“Chapter 4: The Antemortal Godship of Christ,” Jesus the Christ (2006), 32–41
“Chapter 4,” Jesus the Christ, 32–41
It now becomes our purpose to inquire as to the position and status of Jesus the Christ in the antemortal world, from the period of the solemn council in heaven, in which He was chosen to be the future Savior and Redeemer of mankind, to the time at which He was born in the flesh.

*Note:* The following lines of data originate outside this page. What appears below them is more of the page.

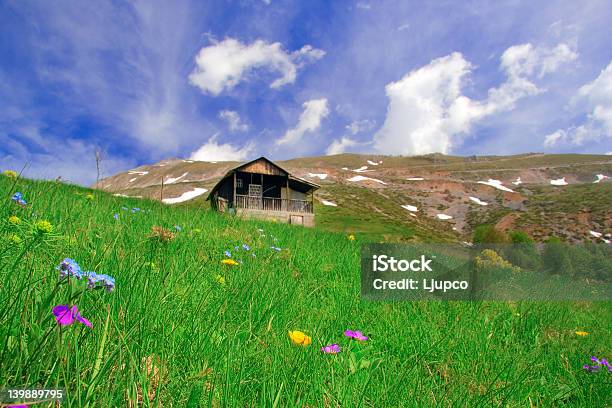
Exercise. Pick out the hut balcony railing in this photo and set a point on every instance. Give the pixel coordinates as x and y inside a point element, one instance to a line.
<point>272,204</point>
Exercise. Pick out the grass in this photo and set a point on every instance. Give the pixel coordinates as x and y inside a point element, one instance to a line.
<point>172,335</point>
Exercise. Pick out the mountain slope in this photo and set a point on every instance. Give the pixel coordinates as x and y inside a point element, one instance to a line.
<point>369,192</point>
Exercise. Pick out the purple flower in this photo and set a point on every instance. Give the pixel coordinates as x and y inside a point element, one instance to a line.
<point>68,267</point>
<point>65,315</point>
<point>355,334</point>
<point>331,349</point>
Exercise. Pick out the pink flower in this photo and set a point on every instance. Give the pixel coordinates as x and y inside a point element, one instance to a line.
<point>355,334</point>
<point>331,349</point>
<point>65,315</point>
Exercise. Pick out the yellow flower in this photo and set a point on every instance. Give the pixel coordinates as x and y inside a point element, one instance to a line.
<point>44,227</point>
<point>15,220</point>
<point>14,238</point>
<point>299,338</point>
<point>10,173</point>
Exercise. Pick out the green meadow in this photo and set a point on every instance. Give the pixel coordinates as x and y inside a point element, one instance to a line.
<point>182,329</point>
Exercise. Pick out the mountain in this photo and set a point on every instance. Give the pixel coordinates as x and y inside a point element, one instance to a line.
<point>566,195</point>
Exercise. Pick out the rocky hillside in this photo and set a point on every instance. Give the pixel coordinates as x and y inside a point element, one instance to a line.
<point>432,197</point>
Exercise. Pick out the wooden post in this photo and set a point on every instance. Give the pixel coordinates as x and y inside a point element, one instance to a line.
<point>288,196</point>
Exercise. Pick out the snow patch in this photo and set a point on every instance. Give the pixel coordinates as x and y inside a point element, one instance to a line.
<point>185,196</point>
<point>172,180</point>
<point>362,178</point>
<point>322,176</point>
<point>496,184</point>
<point>600,177</point>
<point>559,182</point>
<point>478,201</point>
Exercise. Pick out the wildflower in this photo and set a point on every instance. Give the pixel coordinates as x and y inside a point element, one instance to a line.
<point>299,338</point>
<point>65,315</point>
<point>93,279</point>
<point>10,173</point>
<point>331,349</point>
<point>355,334</point>
<point>161,234</point>
<point>15,220</point>
<point>18,198</point>
<point>597,366</point>
<point>44,227</point>
<point>68,267</point>
<point>15,239</point>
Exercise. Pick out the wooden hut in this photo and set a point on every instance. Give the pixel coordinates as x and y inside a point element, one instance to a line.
<point>262,189</point>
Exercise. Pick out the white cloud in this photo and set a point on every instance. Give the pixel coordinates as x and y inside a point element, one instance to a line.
<point>315,110</point>
<point>598,95</point>
<point>555,138</point>
<point>214,151</point>
<point>363,125</point>
<point>224,64</point>
<point>596,99</point>
<point>427,109</point>
<point>340,146</point>
<point>233,120</point>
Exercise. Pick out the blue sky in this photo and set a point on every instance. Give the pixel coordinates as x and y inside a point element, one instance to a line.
<point>232,80</point>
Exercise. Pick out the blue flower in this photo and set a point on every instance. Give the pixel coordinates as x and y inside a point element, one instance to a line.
<point>69,267</point>
<point>18,198</point>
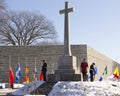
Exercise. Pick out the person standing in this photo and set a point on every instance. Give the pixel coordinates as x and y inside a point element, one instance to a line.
<point>84,66</point>
<point>44,69</point>
<point>92,72</point>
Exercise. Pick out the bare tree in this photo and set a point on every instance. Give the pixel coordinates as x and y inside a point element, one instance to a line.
<point>25,28</point>
<point>3,10</point>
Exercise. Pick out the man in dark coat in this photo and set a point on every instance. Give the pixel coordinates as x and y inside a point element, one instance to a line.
<point>44,69</point>
<point>84,66</point>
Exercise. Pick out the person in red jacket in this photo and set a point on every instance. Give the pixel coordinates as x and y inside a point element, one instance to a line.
<point>84,66</point>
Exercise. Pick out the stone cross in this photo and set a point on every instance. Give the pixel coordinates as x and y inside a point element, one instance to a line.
<point>67,49</point>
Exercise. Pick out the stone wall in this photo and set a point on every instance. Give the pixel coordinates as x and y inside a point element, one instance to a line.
<point>51,53</point>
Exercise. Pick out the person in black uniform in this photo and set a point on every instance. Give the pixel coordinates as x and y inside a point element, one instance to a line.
<point>92,72</point>
<point>44,69</point>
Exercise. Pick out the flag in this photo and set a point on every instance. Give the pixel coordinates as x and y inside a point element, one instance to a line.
<point>101,78</point>
<point>116,73</point>
<point>35,73</point>
<point>18,73</point>
<point>11,76</point>
<point>105,70</point>
<point>26,80</point>
<point>41,76</point>
<point>95,70</point>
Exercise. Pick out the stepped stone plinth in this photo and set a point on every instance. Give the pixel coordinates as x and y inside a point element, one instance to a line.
<point>67,63</point>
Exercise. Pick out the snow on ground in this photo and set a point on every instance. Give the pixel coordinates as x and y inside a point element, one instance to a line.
<point>96,88</point>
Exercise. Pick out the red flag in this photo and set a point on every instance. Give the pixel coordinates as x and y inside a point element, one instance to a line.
<point>11,76</point>
<point>41,76</point>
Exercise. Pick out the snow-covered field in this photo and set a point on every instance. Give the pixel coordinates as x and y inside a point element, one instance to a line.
<point>96,88</point>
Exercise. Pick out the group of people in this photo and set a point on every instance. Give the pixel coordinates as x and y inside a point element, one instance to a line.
<point>84,70</point>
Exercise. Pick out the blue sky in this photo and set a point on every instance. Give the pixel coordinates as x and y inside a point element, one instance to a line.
<point>94,22</point>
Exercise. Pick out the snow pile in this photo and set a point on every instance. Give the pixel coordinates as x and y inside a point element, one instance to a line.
<point>28,88</point>
<point>96,88</point>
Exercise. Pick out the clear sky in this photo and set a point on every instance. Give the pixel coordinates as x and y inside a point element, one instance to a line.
<point>94,22</point>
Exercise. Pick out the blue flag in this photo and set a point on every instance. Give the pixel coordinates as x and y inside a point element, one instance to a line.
<point>101,78</point>
<point>18,74</point>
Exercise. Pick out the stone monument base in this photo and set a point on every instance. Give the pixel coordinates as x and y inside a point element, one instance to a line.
<point>67,65</point>
<point>63,77</point>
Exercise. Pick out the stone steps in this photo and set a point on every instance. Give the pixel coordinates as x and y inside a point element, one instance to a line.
<point>44,89</point>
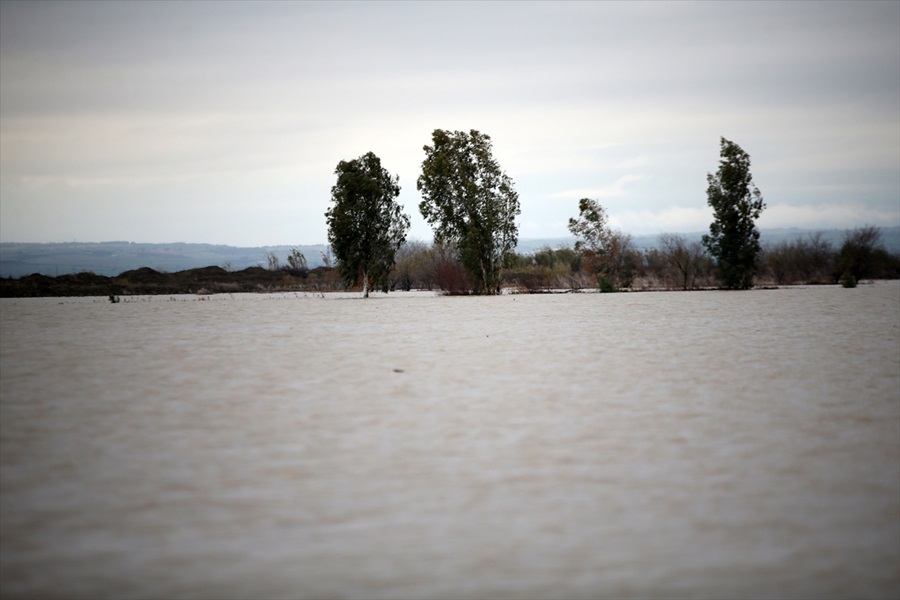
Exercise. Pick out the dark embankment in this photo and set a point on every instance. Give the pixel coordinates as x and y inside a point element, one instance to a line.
<point>146,281</point>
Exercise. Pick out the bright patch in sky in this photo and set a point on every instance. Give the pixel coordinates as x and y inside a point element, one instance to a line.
<point>223,122</point>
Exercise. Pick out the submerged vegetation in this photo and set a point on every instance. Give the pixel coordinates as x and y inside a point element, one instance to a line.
<point>472,206</point>
<point>675,263</point>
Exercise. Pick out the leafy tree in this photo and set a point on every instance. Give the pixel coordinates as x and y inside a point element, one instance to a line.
<point>733,239</point>
<point>470,203</point>
<point>365,225</point>
<point>603,250</point>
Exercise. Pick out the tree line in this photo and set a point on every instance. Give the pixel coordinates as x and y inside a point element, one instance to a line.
<point>471,205</point>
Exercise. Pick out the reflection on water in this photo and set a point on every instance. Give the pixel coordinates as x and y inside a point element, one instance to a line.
<point>708,444</point>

We claim scriptural authority for the assertion that Jesus Christ was and is God the Creator, the God who revealed Himself to Adam, Enoch, and all the antediluvial patriarchs and prophets down to Noah; the God of Abraham, Isaac and Jacob; the God of Israel as a united people, and the God of Ephraim and Judah after the disruption of the Hebrew nation; the God who made Himself known to the prophets from Moses to Malachi; the God of the Old Testament record; and the God of the Nephites. We affirm that Jesus Christ was and is Jehovah, the Eternal One.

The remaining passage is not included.